If you love food, like I do, then you probably also love to cook. But it's also a lot of work to cook from scratch and stay within a budget. Brainstorming menus, going grocery shopping, unpacking the food at home, cooking dinner, serving, eating, cleaning up afterwards. Usually enjoy doing almost all of these things, but that has changed. For the past six weeks or so, cooking has just been a chore. Hans is rarely ever home for dinner, or if he is home at dinnertime, he is eating breakfast and getting ready to go into work for an overnight shift while the girls and I are eating dinner. For the past six weeks, cooking hasn't been fun. It's been a chore, and one that I usually do with a toddler whining at my ankles for me to hold her.

Cook with me

This isn't how it should be, and, after so many weeks of galley-slave drudgery, I'd forgotten how much I love being in the galley, preparing healthy, delicious food. Years ago, I read Barbara Kingsolver's collection of essays, Small Wonder. It is her response to September 11. In one essay she talks about food and that discussion has been a foundation of my relationship with food. Instead of viewing cooking dinner as one more task to be completed at the end of an already busy day, cooking dinner can be a communal, familial activity. Instead of playing board games for family bonding, cook together!

Hans and I have always liked to cook together. He is more of a perfectionist and will fuss pay close attention to the ingredients and preparation, while I like to glance at recipes for ideas and then throw things in the pan and hope it works improvise. In a galley as small as ours, we take turns sitting at the table sous chef-ing for each other while the other person is at the stove and we chat about our days.
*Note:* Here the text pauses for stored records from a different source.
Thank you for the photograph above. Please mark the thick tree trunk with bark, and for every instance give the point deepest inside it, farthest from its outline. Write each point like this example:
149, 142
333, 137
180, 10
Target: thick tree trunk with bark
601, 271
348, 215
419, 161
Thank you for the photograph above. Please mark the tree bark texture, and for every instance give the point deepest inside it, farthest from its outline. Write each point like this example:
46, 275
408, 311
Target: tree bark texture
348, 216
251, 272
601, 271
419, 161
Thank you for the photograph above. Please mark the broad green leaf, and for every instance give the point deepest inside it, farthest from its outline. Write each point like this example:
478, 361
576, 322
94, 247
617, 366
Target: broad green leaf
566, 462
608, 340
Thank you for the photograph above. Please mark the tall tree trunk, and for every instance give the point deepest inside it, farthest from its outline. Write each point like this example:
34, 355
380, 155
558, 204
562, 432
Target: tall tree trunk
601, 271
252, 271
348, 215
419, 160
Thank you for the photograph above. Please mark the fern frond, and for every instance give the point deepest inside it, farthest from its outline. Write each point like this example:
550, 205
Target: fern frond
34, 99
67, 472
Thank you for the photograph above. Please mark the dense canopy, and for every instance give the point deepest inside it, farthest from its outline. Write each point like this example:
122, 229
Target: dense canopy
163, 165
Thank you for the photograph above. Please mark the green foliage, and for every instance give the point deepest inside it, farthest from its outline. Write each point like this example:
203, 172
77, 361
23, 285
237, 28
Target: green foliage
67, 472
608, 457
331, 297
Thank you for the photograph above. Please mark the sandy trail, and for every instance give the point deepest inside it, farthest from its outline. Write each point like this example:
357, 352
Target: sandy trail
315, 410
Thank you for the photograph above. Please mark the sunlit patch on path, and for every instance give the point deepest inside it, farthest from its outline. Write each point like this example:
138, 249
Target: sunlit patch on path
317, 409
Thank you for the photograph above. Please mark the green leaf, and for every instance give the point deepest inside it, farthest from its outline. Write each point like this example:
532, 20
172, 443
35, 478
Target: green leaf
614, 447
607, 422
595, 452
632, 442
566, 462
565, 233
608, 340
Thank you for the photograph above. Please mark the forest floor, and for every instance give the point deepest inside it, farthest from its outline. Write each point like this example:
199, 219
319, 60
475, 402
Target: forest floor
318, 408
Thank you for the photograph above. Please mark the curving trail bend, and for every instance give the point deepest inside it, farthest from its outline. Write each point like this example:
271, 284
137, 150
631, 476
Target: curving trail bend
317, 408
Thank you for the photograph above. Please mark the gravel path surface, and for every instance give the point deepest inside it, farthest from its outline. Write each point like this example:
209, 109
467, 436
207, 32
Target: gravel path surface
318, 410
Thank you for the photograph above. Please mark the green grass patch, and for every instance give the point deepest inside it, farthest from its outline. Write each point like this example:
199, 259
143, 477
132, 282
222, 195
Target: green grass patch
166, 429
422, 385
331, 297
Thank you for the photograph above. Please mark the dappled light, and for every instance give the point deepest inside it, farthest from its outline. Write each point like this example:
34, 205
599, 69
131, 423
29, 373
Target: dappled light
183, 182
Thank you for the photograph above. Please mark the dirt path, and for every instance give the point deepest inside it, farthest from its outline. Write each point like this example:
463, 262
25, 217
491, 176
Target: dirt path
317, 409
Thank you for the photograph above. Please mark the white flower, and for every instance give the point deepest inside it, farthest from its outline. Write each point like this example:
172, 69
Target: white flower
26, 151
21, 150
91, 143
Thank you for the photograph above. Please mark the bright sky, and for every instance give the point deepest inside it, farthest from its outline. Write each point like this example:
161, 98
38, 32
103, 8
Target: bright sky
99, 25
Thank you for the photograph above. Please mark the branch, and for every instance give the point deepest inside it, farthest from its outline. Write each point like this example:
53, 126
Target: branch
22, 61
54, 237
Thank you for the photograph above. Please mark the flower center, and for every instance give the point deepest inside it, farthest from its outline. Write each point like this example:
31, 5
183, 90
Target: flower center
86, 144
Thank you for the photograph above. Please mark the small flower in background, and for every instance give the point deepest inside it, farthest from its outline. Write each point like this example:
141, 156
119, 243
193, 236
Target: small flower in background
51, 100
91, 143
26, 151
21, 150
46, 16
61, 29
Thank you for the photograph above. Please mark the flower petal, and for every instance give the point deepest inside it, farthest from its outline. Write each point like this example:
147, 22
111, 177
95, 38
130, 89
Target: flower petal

The galley. It's a good-sized space for a boat, but tiny for land lubbers.   There is space for one person in that square bordered by the fridge, sink, and stove.
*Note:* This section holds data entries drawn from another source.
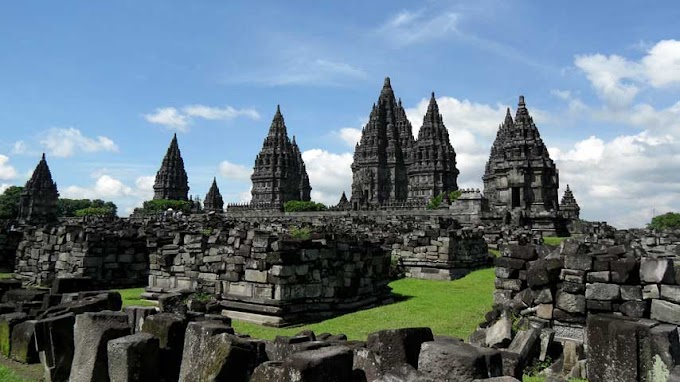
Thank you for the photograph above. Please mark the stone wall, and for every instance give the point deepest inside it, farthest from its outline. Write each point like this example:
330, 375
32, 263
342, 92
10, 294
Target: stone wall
111, 252
625, 281
270, 278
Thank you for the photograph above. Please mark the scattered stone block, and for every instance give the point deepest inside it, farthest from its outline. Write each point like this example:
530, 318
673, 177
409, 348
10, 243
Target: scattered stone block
93, 331
394, 347
500, 333
7, 323
54, 342
137, 315
657, 271
329, 364
134, 358
450, 361
22, 348
665, 311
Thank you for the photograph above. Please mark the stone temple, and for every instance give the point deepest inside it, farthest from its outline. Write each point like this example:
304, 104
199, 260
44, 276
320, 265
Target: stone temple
390, 166
171, 179
279, 174
520, 174
38, 201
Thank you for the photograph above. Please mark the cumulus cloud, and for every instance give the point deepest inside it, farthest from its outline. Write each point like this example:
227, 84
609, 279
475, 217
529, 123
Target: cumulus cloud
409, 27
329, 174
234, 171
181, 119
66, 142
7, 171
617, 80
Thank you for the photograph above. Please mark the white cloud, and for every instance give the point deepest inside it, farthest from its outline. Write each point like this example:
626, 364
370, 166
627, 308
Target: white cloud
617, 80
168, 117
409, 27
175, 119
65, 142
329, 174
7, 171
216, 113
234, 171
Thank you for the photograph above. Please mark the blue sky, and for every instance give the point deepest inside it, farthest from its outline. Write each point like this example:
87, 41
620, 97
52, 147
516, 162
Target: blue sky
102, 86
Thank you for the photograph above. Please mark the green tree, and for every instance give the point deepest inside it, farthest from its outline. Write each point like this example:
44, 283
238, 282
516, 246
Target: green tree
669, 220
9, 202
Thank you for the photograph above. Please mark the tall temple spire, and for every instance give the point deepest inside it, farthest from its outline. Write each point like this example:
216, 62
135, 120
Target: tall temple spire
432, 166
279, 174
519, 172
38, 200
171, 179
213, 199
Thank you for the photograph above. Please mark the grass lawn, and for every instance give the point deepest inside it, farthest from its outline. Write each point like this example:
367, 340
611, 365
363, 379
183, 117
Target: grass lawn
452, 308
132, 296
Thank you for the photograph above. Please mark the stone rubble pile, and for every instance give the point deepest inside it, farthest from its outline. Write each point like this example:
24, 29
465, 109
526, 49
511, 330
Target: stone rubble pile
615, 295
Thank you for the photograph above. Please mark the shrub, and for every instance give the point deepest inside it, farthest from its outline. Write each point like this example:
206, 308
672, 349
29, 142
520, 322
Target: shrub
669, 220
300, 206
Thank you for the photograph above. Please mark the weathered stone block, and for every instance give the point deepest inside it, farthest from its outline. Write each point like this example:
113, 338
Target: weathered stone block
93, 331
602, 291
134, 358
398, 346
213, 353
657, 271
451, 361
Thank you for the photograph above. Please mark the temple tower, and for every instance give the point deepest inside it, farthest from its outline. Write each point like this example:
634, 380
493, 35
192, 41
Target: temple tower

I've always invited Freja and Matilda into the galley with me - to add a cup of flour or stir the muffin batter. It's always messier and, no, they don't always eat the kale chips or zucchini fritters just because they participated in the cooking, but I love laying the groundwork for them to have healthy relationships with food, cooking, and eating.
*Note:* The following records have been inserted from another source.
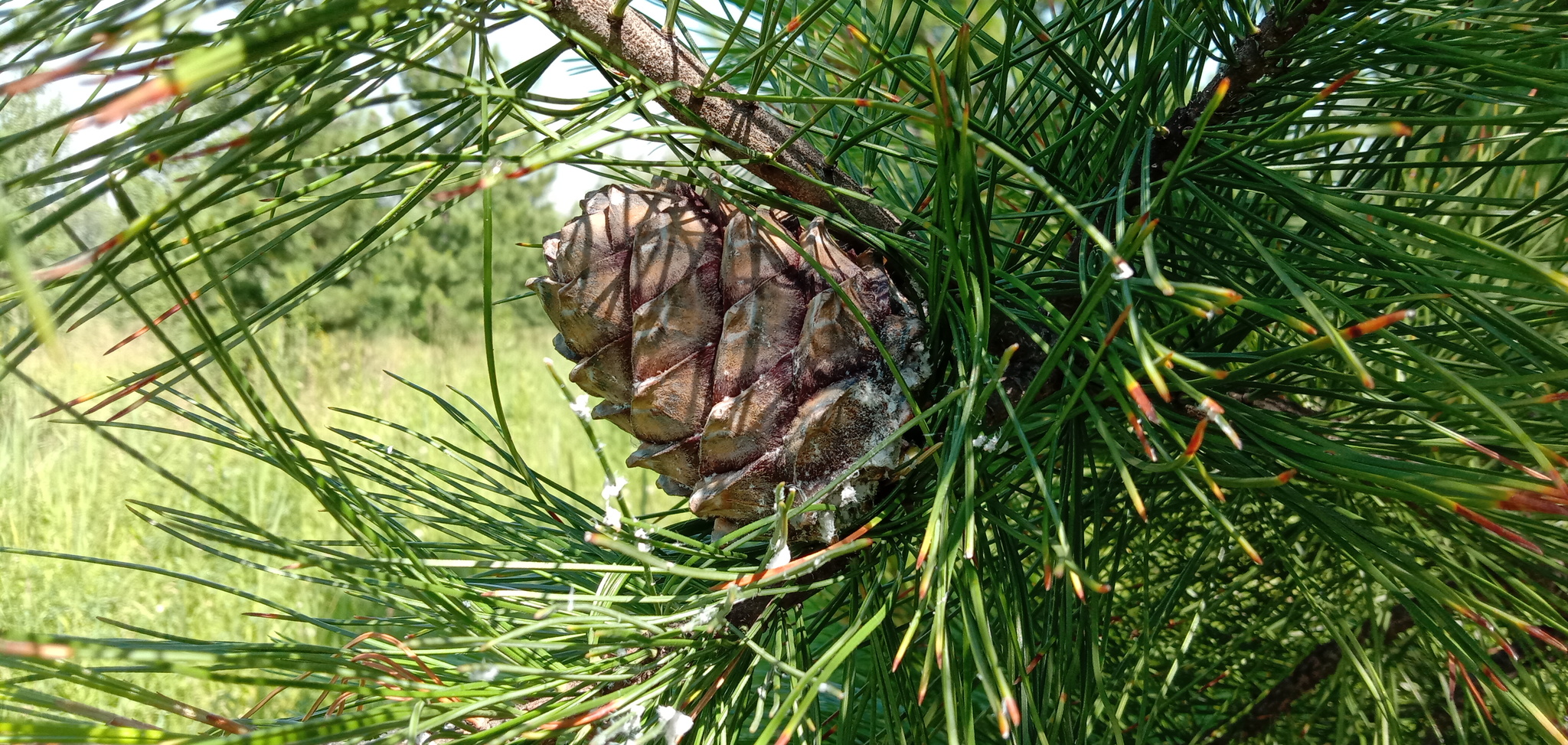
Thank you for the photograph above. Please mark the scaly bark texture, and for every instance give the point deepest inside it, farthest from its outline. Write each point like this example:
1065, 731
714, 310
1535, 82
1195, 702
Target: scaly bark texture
797, 170
719, 345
But they're not the same as having another adult in the kitchen - another food lover and cook. I didn't realize how much I missed this until last Tuesday. Hans had a day off and it poured rain all day. So we cooked. He baked bread, I marinated chicken, he added steam to his bread to make that thick crust, I pressure-cooked the chicken. Then we ate. And, because we have two little ones, the meal only lasted for its usual ten minutes, but that didn't matter because it was so much more than the eating.

evidence of a good meal: clean plates, even the kid plates!